Poster
Analyzing Finetuning Representation Shift for Multimodal LLMs Steering
Pegah KHAYATAN · Mustafa Shukor · Jayneel Parekh · Arnaud Dapogny · Matthieu Cord
Multimodal LLMs have reached remarkable levels of proficiency in understanding multimodal inputs, driving extensive research to develop increasingly powerful models. However, far less attention has been given to understanding and explaining the underlying mechanisms of these models. Most existing explainability research examines these models only in their final states, overlooking the dynamic representational shifts that occur during training.

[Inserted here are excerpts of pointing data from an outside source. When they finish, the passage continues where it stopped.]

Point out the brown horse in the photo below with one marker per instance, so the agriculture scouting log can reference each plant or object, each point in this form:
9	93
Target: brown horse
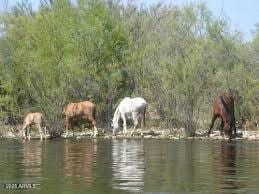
223	107
36	119
74	111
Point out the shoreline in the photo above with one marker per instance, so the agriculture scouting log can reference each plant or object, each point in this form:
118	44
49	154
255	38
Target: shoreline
8	133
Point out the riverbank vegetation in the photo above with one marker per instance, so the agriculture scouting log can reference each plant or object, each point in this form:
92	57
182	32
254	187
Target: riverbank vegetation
178	58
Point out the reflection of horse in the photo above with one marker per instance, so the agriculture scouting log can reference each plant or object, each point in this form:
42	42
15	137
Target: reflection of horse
227	164
32	158
32	119
128	165
129	108
79	162
223	107
74	111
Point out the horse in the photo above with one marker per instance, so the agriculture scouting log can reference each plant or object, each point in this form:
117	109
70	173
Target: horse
129	108
223	107
36	119
84	109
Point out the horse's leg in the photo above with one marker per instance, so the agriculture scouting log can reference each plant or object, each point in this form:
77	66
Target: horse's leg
135	120
221	127
234	126
29	132
40	130
67	125
24	131
92	120
212	124
123	116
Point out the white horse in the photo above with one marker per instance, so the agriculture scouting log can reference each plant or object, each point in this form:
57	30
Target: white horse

In this work, we systematically analyze the evolution of hidden-state representations to reveal how fine-tuning alters a model’s internal structure to specialize on new multimodal tasks. Using a concept-based approach, we map hidden states to interpretable visual and textual concepts, enabling us to trace changes in encoded concepts across modalities as training progresses. We also demonstrate the use of shift vectors to capture this concepts changes. These shift vectors allow us to recover fine-tuned concepts by shifting those in the original model. Finally, we explore the practical impact of our findings on model steering, showing that we can adjust multimodal LLMs behaviors without any training, such as modifying answer types, captions style or biasing the model toward specific responses. Our work sheds light on how multimodal representations evolve through fine-tuning and offers a new perspective for interpreting model adaptation in multimodal tasks. The code will be made publicly available.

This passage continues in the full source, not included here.